The optimal control policy for $u_{f}^{*}$ should be obtained on-line under the unknown dynamics

u_{f}^{*} = π_{f}^{*} (X)

(11)

According to Leibniz’s rule, the derivative of $V_{c} (t)$ can be obtained

{\overset{\cdot}{V}}_{c} (t) = - e_{d} (τ)^{T} Q_{T} e_{d} (τ) - u_{f} (τ)^{T} R_{T} u_{f} (τ) + γ V_{c} (t)

(12)

And the tracking HJB equation can be written as

\begin{matrix} H (X, u_{f}^{*}, \nabla V_{c}^{*}) = {e_{d}}^{T} Q_{T} e_{d} + R_{T} u_{f}^{* 2} - γ V_{c}^{*} (X) \\ + \nabla V_{c}^{* T} (X) [F (X) + G (X) u_{f}^{*} (X)] = 0 \end{matrix}

(13)

Remark 4

The system dynamics $F (X)$ and $G (X)$ are unknown in this study. So, the traditional linear quadratic regulator (LQR) method is limited in this problem. And the problem can neither be solved by dealing with the HJB equation directly.

Optimal controller design

For systems with completely unknown dynamics, the HJB function can hardly be solved. In this section, an optimal controller is proposed with the actor-critic architecture. The structure of the controller is shown in Figure 1. The Q-value approximation is employed to evaluate the performance function. And the optimal control policy is updated on-line by the deterministic learning technique. The feedback and feedforward parts of the control input can be obtained simultaneously.

Figure 1.

Structure of the proposed optimal controller.

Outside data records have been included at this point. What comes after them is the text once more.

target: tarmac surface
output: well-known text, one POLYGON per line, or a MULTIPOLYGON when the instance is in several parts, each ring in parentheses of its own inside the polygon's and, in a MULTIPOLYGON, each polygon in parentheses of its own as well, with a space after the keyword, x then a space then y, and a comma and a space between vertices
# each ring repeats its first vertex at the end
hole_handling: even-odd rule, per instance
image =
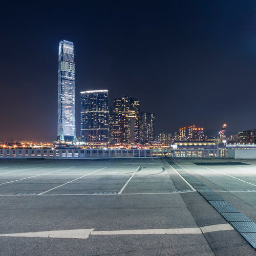
POLYGON ((202 183, 256 222, 256 160, 0 160, 0 255, 256 255, 202 183))

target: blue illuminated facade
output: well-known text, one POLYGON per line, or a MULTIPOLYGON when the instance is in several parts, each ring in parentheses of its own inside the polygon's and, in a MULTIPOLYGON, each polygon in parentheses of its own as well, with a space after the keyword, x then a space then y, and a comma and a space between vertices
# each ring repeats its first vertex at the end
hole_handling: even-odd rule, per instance
POLYGON ((74 43, 59 44, 57 140, 77 140, 75 125, 75 76, 74 43))
POLYGON ((105 147, 109 142, 107 90, 81 92, 81 141, 88 146, 105 147))

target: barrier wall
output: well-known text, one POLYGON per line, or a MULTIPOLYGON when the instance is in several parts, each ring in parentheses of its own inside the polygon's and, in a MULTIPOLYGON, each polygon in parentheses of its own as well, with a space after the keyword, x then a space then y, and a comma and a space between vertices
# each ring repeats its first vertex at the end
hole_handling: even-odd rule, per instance
POLYGON ((215 150, 0 150, 0 159, 112 158, 134 157, 222 157, 226 149, 215 150))
POLYGON ((229 148, 227 156, 236 159, 256 159, 256 149, 229 148))

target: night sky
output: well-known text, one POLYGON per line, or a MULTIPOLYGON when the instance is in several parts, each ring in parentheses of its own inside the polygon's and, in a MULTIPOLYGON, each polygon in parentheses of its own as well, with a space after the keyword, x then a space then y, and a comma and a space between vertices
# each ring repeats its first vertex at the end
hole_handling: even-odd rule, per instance
POLYGON ((10 2, 1 6, 0 141, 57 138, 58 43, 80 92, 139 98, 157 132, 256 127, 256 1, 10 2))

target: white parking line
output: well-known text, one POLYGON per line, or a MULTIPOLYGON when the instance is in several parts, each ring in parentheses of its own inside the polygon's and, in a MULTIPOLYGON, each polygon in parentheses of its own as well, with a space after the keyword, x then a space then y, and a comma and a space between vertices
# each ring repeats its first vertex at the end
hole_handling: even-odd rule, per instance
POLYGON ((44 174, 38 174, 37 175, 33 175, 33 176, 30 176, 30 177, 26 177, 26 178, 23 178, 22 179, 19 179, 18 180, 12 180, 11 181, 8 181, 7 182, 5 182, 4 183, 1 183, 1 184, 0 184, 0 185, 4 185, 5 184, 12 183, 12 182, 15 182, 15 181, 19 181, 20 180, 26 180, 27 179, 30 179, 31 178, 33 178, 33 177, 35 177, 41 176, 42 175, 45 175, 46 174, 52 174, 53 173, 56 173, 57 172, 60 172, 61 170, 67 170, 68 169, 71 169, 71 168, 73 168, 73 167, 74 166, 70 167, 69 168, 66 168, 65 169, 61 169, 60 170, 54 170, 53 172, 50 172, 49 173, 45 173, 44 174))
POLYGON ((233 228, 228 223, 212 225, 200 227, 183 228, 162 228, 154 229, 128 229, 123 230, 94 231, 94 228, 87 229, 71 229, 68 230, 50 230, 40 232, 28 232, 0 234, 0 237, 71 238, 87 239, 90 236, 118 236, 127 234, 202 234, 209 232, 232 230, 233 228))
POLYGON ((134 172, 134 173, 130 177, 130 179, 126 181, 126 183, 124 184, 124 185, 123 186, 123 187, 122 187, 122 188, 121 188, 121 190, 118 192, 118 193, 117 193, 118 195, 120 195, 121 193, 122 193, 122 192, 123 191, 123 189, 124 189, 124 188, 125 188, 125 187, 127 186, 127 185, 128 184, 128 183, 130 182, 130 180, 133 178, 134 175, 135 174, 135 173, 139 169, 139 167, 140 167, 140 166, 139 166, 136 169, 136 170, 135 170, 135 172, 134 172))
POLYGON ((182 180, 185 181, 186 183, 188 185, 188 186, 190 187, 190 188, 193 190, 193 191, 196 191, 196 190, 193 187, 190 183, 189 183, 170 164, 170 166, 173 168, 173 169, 182 179, 182 180))
POLYGON ((84 175, 83 175, 82 176, 79 177, 79 178, 77 178, 76 179, 75 179, 74 180, 71 180, 70 181, 66 182, 66 183, 60 185, 59 186, 57 186, 56 187, 51 188, 51 189, 49 189, 48 190, 45 191, 44 192, 42 192, 41 193, 39 193, 38 195, 40 195, 44 194, 45 193, 47 193, 47 192, 49 192, 49 191, 53 190, 53 189, 55 189, 55 188, 57 188, 58 187, 62 187, 62 186, 64 186, 65 185, 67 185, 67 184, 70 183, 71 182, 73 182, 73 181, 79 180, 79 179, 81 179, 81 178, 83 178, 84 177, 90 175, 90 174, 94 174, 94 173, 96 173, 96 172, 99 172, 101 170, 103 170, 103 169, 105 169, 108 166, 105 166, 104 168, 101 168, 101 169, 99 169, 98 170, 95 170, 94 172, 93 172, 92 173, 90 173, 89 174, 86 174, 84 175))
POLYGON ((222 172, 220 172, 219 170, 215 170, 214 169, 211 169, 211 168, 208 168, 208 167, 204 166, 203 165, 202 165, 202 167, 206 168, 206 169, 209 169, 209 170, 213 170, 214 172, 219 173, 220 174, 223 174, 224 175, 226 175, 227 176, 229 176, 231 178, 233 178, 233 179, 236 179, 236 180, 240 180, 240 181, 242 181, 243 182, 245 182, 246 183, 249 184, 250 185, 252 185, 252 186, 256 187, 256 185, 255 185, 255 184, 252 184, 252 183, 250 183, 250 182, 247 182, 247 181, 241 180, 241 179, 239 179, 238 178, 236 178, 233 176, 229 175, 229 174, 225 174, 224 173, 222 173, 222 172))
POLYGON ((28 169, 23 169, 22 170, 14 170, 13 172, 10 172, 9 173, 0 173, 0 175, 2 175, 2 174, 12 174, 13 173, 17 173, 17 172, 22 172, 23 170, 31 170, 31 169, 38 169, 38 168, 40 168, 40 167, 35 167, 35 168, 29 168, 28 169))
MULTIPOLYGON (((191 193, 195 191, 181 191, 178 192, 159 192, 159 193, 122 193, 121 194, 14 194, 14 195, 0 195, 0 197, 31 197, 31 196, 132 196, 133 195, 163 195, 163 194, 177 194, 183 193, 191 193)), ((228 192, 228 191, 227 191, 228 192)))

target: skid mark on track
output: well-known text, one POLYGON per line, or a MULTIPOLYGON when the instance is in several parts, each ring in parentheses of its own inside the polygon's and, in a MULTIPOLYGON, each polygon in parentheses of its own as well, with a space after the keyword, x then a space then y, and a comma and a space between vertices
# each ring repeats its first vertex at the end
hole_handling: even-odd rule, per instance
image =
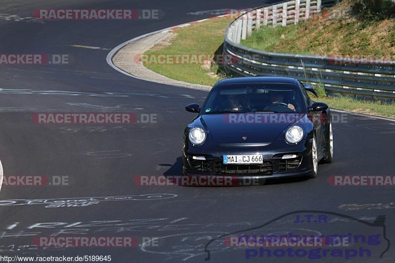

Critic network and Q-function approximation

The state vector is pre-processed by a normalization while considering the difference of scale between the desired trajectory $x_{d}$ and the tracking error $e_{d}$

{\bar{x}}_{d} = \frac{1}{k_{yd}} x_{d}

(14)

The state vector is transformed as $\bar{X}$

\bar{X} = [e_{d}, {\bar{x}}_{d}]

(15)

The value function $V_{c} (t)$ is the expectation of the performance function, which can be estimated on-line by the Q-value

V_{c} (t) = Q_{c} (\bar{X}, u_{f}) + ε_{v}

(16)

where $ε_{v}$ is the approximation error and the Q-function $Q_{c} (\bar{X}, u_{f})$ is evaluated based on the actual control input $u_{f}$ .

Remark 5

During the on-line learning process, a probing noise is added on $u_{f}$ (see section “Experiment results” for more detail). So, the difference between the value function and Q-function $ε_{v}$ is mainly caused by the probing noise.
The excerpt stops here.